The syntax of these files is fairly self explanatory. Each line specifies how a particular element type is to be displayed: if no line is supplied for any element, no special action is taken for it. A line begins with the name of an element (optionally followed by an attribute name) or entity. This is followed by a quoted string, which gives the replacement value for the named entity or for the element's start-tag. A second quoted string can also be supplied to provide a replacement for an element's end-tag. Within replacement strings, the string %s is used to represent the value of the attribute whose name was specified. Formats intended for use in page-mode displays can also use the string \n to indicate a new line and \t to indicate a tab indent.
For example, the default page format file contains the following lines:
div1 "\n" pause "..." event desc "[%s]" u who "\n%s>: "
The first line indicates that the display should start a new line at the start of each new <div1> element. The second line indicates that any <pause> element should be displayed as three dots. The third line indicates that any <event> element should be displayed as whatever value has been supplied for its desc attribute, enclosed in square brackets. Finally, the last line indicates that the content of every <u> element should be prefixed by the start of a new line, the value of its who attribute, and the string >:(i.e. angle bracket, colon, space).
Care should be taken in preparing custom format files, as no syntax checking is currently performed.
In addition to the display of results, the query window can contain two other components, each in a separate pane.
Both query text and annotation are saved together with the query, along with any valid bookmarks you defined for it.
Selecting the Listing command from the Query menu opens a standard file dialogue box in which you can specify a name for the file in which the current result set is to be saved. The result set is saved in SGML format in a file with the same name as the query itself, with the suffix SGM.
Here is the start of a sample listing file, showing the results of a search for the word `corpuses'.

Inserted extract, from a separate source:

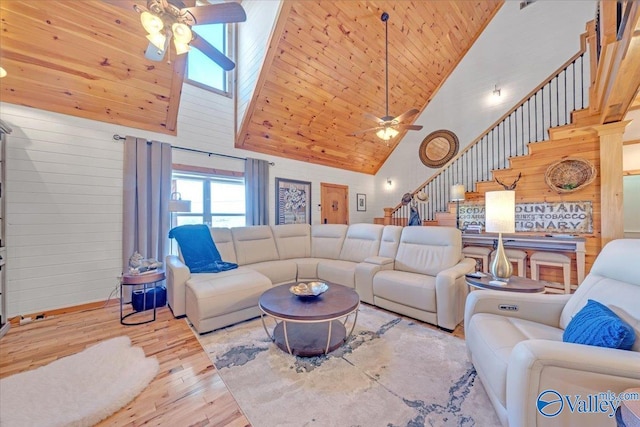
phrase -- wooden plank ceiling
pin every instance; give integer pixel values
(325, 69)
(328, 68)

<!DOCTYPE bncXtract PUBLIC "-//BNC//DTD BNC extract 0//EN"> <bncXtract> <hdr date='10-Nov-1996 00:03:29' user=lou server='163.32.247' format=untagged> <source>This data is extracted from the British National Corpus. All rights in the texts cited are reserved. This data may not be reproduced or redistributed in any form, other than as provided for by the Fair Use provisions of the Copyright Act</source> <query><![CDATA["corpuses"] ]></query> </hdr> <hit text=EWA n=531><left> Where an absolute norm for English cannot be relied on, the next best thing is to compare the corpus whose style is under scrutiny with one or more comparable <focus>corpuses<right>, thus establishing a relative norm. </hit> <hit text=FRG n=1222><left> These methodological difficulties are associated with a more general problem of deriving generalizations from <focus>corpuses<right>. </hit> </bncXtract>
Housekeeping information about the query itself is saved in a <hdr> element at the start of the file, giving the date the query was solved, the name of the user, and the server machine, as well as the actual text of the query. Each result in the query result set is saved as a separate <hit> element. The text attribute gives the three character identifier of the text in which the hit was found; the n attribute gives its sentence number. The query focus of the hit is represented as a <focus> element; its left context is represented as a <left> element, and its right context as a <right> element.

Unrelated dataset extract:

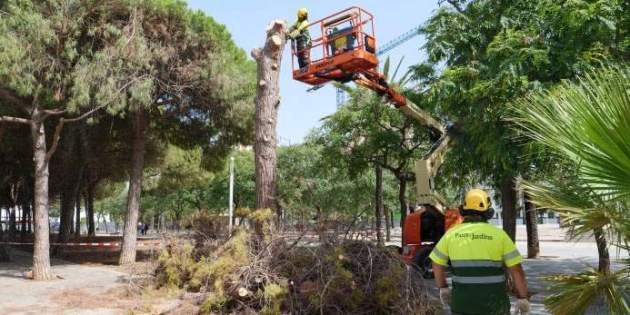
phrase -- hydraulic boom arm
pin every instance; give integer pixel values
(426, 168)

Results are saved in a listing file in the format in which they are displayed. Thus, if the result set included SGML tags (i.e. results are being displayed in POS or SGML format), these tags would also appear in the listing file, which would make it difficult to process by other SGML-aware software. To make this less problematic, any angle brackets appearing as content of a <hit> element are converted to square brackets before the listing file is produced. For example, the second <hit> element above would appear as follows if the same query were saved in SGML mode:
<hit text=FRG n=1222><left>[s n=1222] [w DT0]These [w AJ0]methodological [w NN2]difficulties [w VBB]are [w VVN]associated [w PRP]with [w AT0]a [w AV0]more [w AJ0]general [w NN1]problem [w PRF]of [w AJ0-VVG]deriving [w NN2]generalizations [w PRP]from [w NN2]<focus>corpuses<right>[c PUN]. </hit>Note that both the above examples have been reformatted to fit on the printed page: in an actual listing file, no extra line breaks are introduced within the body of a <hit> element. A full specification of the listing file format is included in .
Selecting the Source command from the Query menu or clicking on the Source button on the tool bar will display a Bibliographic data window containing information about the text in which the currently selected result appears. It also gives an indication of the size of the text in words and s-units. The information presented is the same as that available from the reference list included in the BNC Users' Reference Guide. Further information about a text, for example its classification, is available only by inspecting elements in its header.
The Bibliographic data for a written text will generally specify its author, title and publisher. The Bibliographic data for a spoken text will identify the situation in which it was recorded, and will also supply demographic or descriptive details for each person speaking in a lower window. This window can be scrolled left to right or up and down as needed.
Click on the OK button to close the Bibliographic data window. Click on the Browse button to switch to Browse mode, enabling you to browse the whole of this text, as discussed above in section 5 .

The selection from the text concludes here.